# Frogs & Toads > Frogs >  HELP found an injured frog, what do I do?

## Mariel

Hello everyone, I'm a total ignorant on frogs and stuff, so I don't really know how to help this little guy out.

One of my dogs,a puppy, bit a frog and it has an injure on the left eye. I grabbed the little guy and left it in a quiet place while I searched how to help him out-  Reading in forums, they recommended to make a quiet and confortable place for it, so I did, I put a little shelter and something with water, not too deep, so it can relax. He moves his front legs fine, but the back ones don't have much strenght, I don't know how long was it since the little guy was bitten, pressumable 3 to 8 hours.  I left it in a part of the garden which my dogs never go to, since I have it fenced, but when I made the place for him, I saw there were some red ants on the dirt, my question is: should I just get him out of there? are the ants even better so he can eat them? should I try to put any kind of medicine on him?

He's a common frog, not too old. If you require pictures I'll provide them

Thanks in advence.

PS: the puppy is fine.

----------


## Lorykeet

So sorry to hear about the poor frog! Thanks for trying to help him. I'm no expert and can only repeat what I learned from reading forums like these (hopefully someone more experienced can reply soon), but it seems like with most injured frogs, people typically place damp paper towels in their tanks/containers rather than water. A clear plastic storage bin would be nice, several feet long, then you can keep and eye on him for now - and cover 3 sides of it to minimize stress so he'll feel safer. If he will let you put neosporin on his eye injury then go for it, but make sure it's the kind that has just plain ointment and NO pain reliever because that kills frogs. 

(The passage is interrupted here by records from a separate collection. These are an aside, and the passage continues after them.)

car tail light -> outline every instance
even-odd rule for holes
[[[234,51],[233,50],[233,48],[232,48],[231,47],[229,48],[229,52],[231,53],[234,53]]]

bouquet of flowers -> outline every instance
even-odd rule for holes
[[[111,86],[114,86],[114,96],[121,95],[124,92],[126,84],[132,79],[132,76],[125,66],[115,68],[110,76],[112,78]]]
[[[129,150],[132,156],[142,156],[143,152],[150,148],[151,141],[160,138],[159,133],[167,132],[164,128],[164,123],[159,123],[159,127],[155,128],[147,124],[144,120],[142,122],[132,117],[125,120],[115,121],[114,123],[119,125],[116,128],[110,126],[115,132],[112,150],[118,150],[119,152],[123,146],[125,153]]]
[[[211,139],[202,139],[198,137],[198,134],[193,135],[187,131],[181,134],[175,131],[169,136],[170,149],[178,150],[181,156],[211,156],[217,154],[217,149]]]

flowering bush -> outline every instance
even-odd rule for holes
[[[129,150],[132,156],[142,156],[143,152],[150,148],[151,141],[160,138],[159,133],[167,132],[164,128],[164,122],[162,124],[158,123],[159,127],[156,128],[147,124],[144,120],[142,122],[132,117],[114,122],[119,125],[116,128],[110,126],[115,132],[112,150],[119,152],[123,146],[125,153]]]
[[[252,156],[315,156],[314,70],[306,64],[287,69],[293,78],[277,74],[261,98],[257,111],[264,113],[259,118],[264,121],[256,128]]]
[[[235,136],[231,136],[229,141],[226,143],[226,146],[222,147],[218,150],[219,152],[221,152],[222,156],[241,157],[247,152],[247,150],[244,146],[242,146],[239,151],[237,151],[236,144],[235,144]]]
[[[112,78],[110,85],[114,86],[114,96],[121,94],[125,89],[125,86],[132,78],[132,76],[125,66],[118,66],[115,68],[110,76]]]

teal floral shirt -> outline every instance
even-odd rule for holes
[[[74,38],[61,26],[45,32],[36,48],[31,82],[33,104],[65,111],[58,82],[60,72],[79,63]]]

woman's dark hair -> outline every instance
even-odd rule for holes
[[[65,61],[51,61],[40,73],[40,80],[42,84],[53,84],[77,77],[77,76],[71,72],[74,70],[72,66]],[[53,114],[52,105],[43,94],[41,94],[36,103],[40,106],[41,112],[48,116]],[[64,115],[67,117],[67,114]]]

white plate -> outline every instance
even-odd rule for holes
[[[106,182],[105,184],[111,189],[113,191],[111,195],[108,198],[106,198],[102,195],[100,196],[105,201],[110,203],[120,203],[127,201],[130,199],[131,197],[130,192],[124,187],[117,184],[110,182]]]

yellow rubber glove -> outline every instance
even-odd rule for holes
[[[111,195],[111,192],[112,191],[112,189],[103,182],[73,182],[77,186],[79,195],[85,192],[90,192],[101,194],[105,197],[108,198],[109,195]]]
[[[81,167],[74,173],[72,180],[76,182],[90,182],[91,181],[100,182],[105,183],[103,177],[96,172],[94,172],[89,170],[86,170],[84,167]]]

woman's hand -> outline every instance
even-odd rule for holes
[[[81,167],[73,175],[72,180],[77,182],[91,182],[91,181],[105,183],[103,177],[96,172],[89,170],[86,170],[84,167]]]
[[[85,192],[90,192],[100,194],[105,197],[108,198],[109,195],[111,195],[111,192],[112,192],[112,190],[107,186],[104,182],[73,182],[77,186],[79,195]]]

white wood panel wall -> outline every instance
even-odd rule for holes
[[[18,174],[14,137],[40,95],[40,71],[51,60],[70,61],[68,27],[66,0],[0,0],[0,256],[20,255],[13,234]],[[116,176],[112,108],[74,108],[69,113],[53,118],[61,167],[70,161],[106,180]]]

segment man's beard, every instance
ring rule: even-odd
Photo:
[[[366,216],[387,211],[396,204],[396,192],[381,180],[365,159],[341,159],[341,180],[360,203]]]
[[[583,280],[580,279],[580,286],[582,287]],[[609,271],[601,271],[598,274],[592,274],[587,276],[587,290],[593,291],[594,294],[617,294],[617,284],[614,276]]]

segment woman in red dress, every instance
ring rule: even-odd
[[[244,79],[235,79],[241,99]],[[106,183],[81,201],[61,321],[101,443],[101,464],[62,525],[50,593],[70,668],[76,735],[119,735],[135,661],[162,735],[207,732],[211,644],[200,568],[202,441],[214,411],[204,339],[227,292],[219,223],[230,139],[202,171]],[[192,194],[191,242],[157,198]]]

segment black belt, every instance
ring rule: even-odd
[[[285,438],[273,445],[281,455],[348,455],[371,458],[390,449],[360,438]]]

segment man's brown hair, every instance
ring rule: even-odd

As for food, he probably is in shock and needs a good hiding place more than food right now - but you can try to provide him foods that can't get away quickly since he's not using his back legs, like earthworms or waxworms. You can fill a spray bottle with bottled springwater (not distilled), dechlorinated tap water (reptile dechlorinator, not the fish one) or even water from the pond he was living in before and spritz the area to keep it moist. A photo of the frog in his enclosure/current setup wouldn't hurt, and might give a better idea of how to help for the more experienced frog folks. 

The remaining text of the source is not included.